The law covered by this opinion is limited to the present law of the State of New York and the current General Corporation Law of the State of Delaware. The law covered in paragraph 1 of this opinion as to the enforceability of the Debt Securities is limited to the present law of the State of New York. We express no opinion as to the laws of any other jurisdiction and no opinion regarding the statutes, administrative decisions, rules, regulations or requirements of any county, municipality, subdivision or local authority of any jurisdiction.
This opinion is being furnished in accordance with the requirements of Item 601(b)(5) of Regulation S-K promulgated under the Securities Act, and no opinion is expressed herein as to any matter pertaining to the contents of the Registration Statement, the prospectus included in the Registration Statement or any prospectus supplement, other than as expressly stated herein with respect to the Debt Securities.

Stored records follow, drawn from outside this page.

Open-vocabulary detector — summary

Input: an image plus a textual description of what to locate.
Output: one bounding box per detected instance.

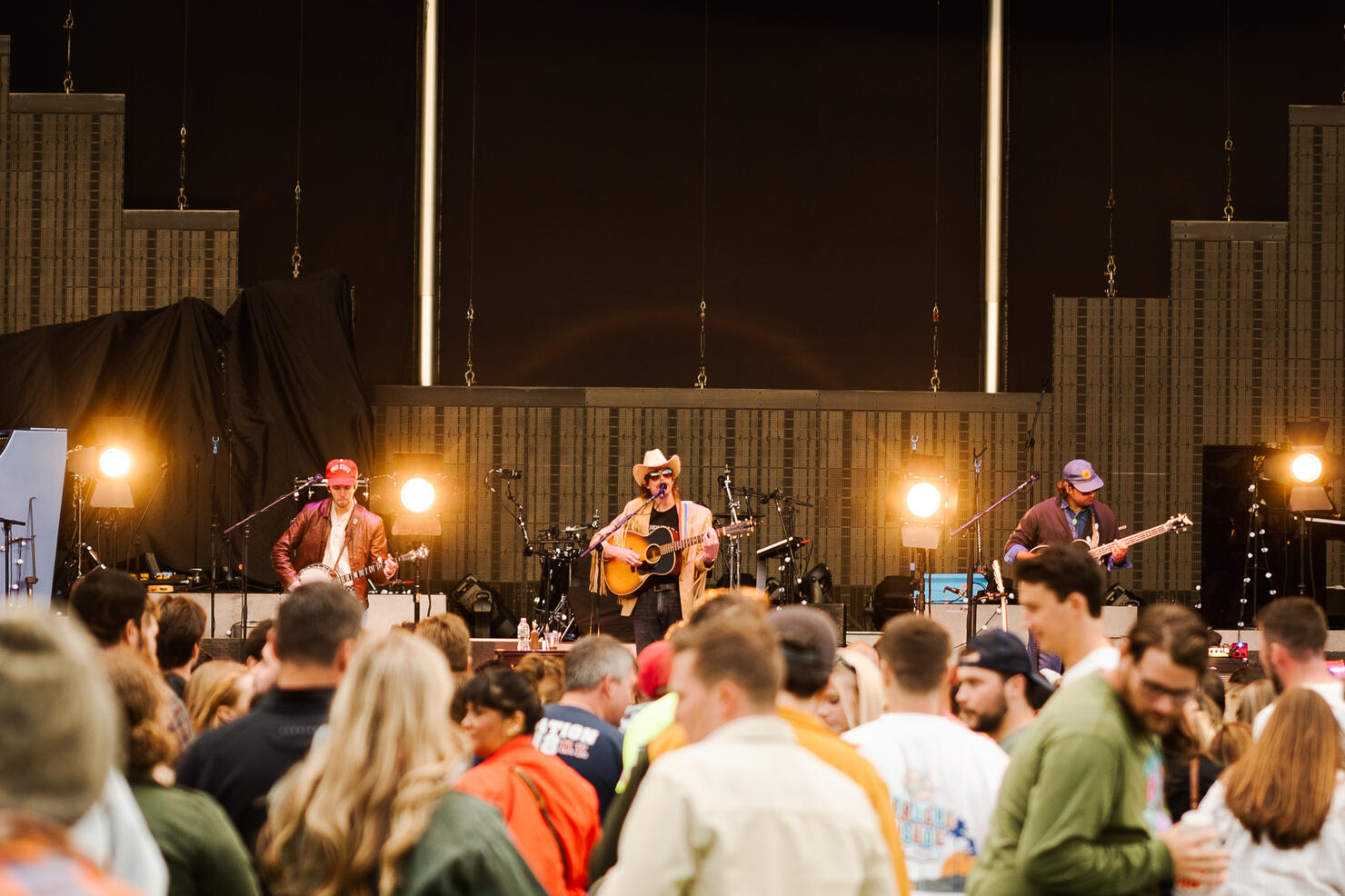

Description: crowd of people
[0,538,1345,896]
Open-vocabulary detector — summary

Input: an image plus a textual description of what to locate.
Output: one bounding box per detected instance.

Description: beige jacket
[589,498,714,619]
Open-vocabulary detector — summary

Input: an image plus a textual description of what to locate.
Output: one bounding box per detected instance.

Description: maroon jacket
[270,498,387,607]
[1005,495,1130,566]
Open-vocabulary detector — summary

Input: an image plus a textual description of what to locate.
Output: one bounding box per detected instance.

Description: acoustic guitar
[289,545,429,591]
[603,519,756,597]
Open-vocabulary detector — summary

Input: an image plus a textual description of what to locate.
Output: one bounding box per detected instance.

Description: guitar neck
[1088,523,1171,560]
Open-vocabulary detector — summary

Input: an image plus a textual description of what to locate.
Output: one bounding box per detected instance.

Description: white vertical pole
[415,0,438,386]
[981,0,1005,392]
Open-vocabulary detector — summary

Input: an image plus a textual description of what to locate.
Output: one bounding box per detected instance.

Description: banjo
[289,545,429,591]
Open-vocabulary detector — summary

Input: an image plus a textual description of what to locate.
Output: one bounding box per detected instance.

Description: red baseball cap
[327,457,359,485]
[635,641,672,700]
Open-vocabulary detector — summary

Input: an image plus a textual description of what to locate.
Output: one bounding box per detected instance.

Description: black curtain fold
[0,271,374,584]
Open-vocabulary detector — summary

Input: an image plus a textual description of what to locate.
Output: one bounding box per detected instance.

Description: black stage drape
[0,271,374,592]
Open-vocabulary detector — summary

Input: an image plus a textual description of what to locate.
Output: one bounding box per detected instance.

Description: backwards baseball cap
[1065,457,1101,493]
[327,457,359,485]
[958,628,1053,690]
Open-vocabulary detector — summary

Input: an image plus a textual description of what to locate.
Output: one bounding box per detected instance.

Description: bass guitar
[289,545,429,591]
[1029,514,1194,560]
[603,519,756,597]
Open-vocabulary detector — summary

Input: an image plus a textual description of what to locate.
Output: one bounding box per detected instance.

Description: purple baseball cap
[1065,457,1101,493]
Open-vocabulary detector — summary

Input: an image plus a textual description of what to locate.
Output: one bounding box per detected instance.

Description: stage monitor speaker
[871,576,916,631]
[448,576,518,638]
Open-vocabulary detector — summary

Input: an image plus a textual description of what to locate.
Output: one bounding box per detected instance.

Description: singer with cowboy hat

We hereby consent to the use of this opinion as an exhibit to the Registration Statement and to the reference to this firm under the heading “Legal Matters” in the prospectus constituting part of the Registration Statement. This opinion is expressly limited to the matters set forth above, and we render no opinion, whether by implication or otherwise, as to any other matters. This letter speaks only as of the effectiveness date of the Registration Statement and we assume no obligation to update or supplement this opinion to reflect any facts or circumstances that arise after the date of this opinion and come to our attention, or any future changes in laws.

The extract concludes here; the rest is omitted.